Strona 1 z 2 1 2 OstatniOstatni
Pokaż wyniki od 1 do 10 z 20

Wątek: Motto Xantisa

  1. #1
    Bieszczadnik
    Na forum od
    11.2001
    Rodem z
    Warszawa (Ochota)
    Postów
    2,504

    Domyślnie Motto Xantisa

    Xantis (świeżutki kandydat do partii, przepraszam: na bieszczadnika) umieścił takowe motto:
    A jeśli po śmierci nic nie będzie?
    Mam dziś dzień refleksyjny (tzn. wypiłem ponad 2 piwa), więc odpowiem Mu cytatem z wiersza poety (znanego, ale moim zdaniem nie docenionego):

    "Nic, tylko płacz i żal, i mrok
    I nieświadomość, i zatrata.
    Takiż to świat, niedobry świat
    Czemuż innego nie ma świata ?

    I była zgroza nagłych cisz
    I była próżnia w całym niebie.
    A ty z tej próżni czemu drwisz,
    Skoro ta próżnia nie drwi z ciebie ?"
    Serdecznie pozdrawiam
    Stały Bywalec.
    Pozdrawia Was także mój druh
    Jastrząb z Otrytu

  2. #2
    Bieszczadnik Awatar Szaszka
    Na forum od
    09.2002
    Rodem z
    znad morza
    Postów
    463

    Domyślnie

    A to jest moj ulubiony wiersz, autorstwa tego samego poety... :

    Pomyśl: gdy będziesz konał - czym się w tej godzinie
    Twoja pamięć obarczy, nim szczeźnie a minie,
    Wszystką ziemię ostatnim całująca tchem?
    Czy wspomnisz dzień młodości - najdalszy od ciebie -
    Za tę jego najdalszość, za odlot w podniebie,
    Za to, że w noc konania nie przestał być dniem?
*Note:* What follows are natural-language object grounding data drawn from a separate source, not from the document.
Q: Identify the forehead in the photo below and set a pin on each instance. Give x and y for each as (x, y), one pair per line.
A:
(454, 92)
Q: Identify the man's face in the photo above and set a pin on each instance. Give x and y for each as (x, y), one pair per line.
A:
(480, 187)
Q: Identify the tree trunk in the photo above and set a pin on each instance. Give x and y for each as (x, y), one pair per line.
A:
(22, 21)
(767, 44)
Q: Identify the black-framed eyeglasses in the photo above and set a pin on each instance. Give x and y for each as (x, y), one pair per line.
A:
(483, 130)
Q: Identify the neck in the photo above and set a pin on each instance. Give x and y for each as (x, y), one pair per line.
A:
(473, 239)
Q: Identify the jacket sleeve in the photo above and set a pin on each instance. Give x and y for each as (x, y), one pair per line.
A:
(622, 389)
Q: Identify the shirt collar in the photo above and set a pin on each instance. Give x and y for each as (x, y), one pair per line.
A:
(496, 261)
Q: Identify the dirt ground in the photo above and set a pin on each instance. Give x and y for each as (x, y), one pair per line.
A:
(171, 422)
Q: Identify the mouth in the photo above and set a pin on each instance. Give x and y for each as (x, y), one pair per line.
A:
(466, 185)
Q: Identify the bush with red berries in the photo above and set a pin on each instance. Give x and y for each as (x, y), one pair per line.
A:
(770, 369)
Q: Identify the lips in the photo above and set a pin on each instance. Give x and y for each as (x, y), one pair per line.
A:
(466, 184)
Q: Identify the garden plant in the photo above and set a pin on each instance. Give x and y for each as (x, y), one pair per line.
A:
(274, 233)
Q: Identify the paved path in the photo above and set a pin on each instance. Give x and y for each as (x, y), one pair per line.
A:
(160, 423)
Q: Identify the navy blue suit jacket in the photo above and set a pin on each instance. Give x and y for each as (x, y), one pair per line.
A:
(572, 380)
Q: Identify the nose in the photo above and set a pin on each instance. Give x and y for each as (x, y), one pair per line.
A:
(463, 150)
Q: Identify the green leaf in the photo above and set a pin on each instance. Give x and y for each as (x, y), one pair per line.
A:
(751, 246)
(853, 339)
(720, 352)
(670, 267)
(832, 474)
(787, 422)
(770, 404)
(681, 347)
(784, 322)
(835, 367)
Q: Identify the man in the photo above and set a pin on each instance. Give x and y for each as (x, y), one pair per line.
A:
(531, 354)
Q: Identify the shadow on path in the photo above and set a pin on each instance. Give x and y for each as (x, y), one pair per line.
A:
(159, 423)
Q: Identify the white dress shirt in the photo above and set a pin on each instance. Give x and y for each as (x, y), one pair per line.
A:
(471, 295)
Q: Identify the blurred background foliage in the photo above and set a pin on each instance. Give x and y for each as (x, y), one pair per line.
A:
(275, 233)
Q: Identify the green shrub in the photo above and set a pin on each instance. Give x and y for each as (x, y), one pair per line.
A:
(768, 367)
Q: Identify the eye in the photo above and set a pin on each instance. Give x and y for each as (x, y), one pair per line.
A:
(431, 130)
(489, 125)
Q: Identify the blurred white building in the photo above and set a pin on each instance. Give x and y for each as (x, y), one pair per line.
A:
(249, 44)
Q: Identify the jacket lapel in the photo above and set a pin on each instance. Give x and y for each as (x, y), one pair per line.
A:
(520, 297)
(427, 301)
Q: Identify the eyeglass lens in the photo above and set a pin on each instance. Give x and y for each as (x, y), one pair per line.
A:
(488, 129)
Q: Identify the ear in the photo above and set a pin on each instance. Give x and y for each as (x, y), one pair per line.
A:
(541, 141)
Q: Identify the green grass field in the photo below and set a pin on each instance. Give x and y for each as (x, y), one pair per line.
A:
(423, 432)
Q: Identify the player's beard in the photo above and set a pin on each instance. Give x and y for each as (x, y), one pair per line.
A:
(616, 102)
    Czy wspomnisz czyjeś twarze, co - wspomniane - zbledną?
    Czyli, śmiercią znaglony, zaledwo z nich jedną
    Zdążysz oczom przywołać - niespokojny widz?
    Czy w popłochu tajemnych ze zgonem zapasów
    Zmącisz pamięć i zawrzesz na sto rdzawych zasuw,
    I w tym skąpstwie przedśmiertnym nie przypomnisz nic?

    Lub ci może zielonym narzuci się złotem
    Las, widziany przygodnie - niegdyś - mimolotem,
    Co go wywiał z pamięci nieprzytomny czas?...
    I ócz zezem niecałe rojąc nieboskłony,
    Łzami druha powitasz - i umrzesz, wpatrzony
    W las nagły, niespodziany, zapomniany las!...

  3. #3
    Xantis
    Guest

    Domyślnie

    Miłe że ktoś przejął się tym zdaniem. Każdy z nas zastanawia się co będzie potem. Kiedyś za bardzo zapętliłem się w takich rozważaniach i baardzo dziwnie się czułem. Czytałem później sporo i się dowiedziałem że w taich przypadkach albo chce sie popelnic samobojstwo lub zostac ksiedzem. Ja miałem to drugie. Oczywiscie do czasu aż mi przeszło to dziwne poczucie. To co mamy jest takie malutkie i kruche i że jeśli nie ma Boga to nic nie ma sensu. Jednak powoli dochodzę do wniosku że Bóg, jakiego wyznajemy w kościele nie istnieje. Jednak mam nadzieję że coś ponad nami jest i po życiu wszystko się nie skończy.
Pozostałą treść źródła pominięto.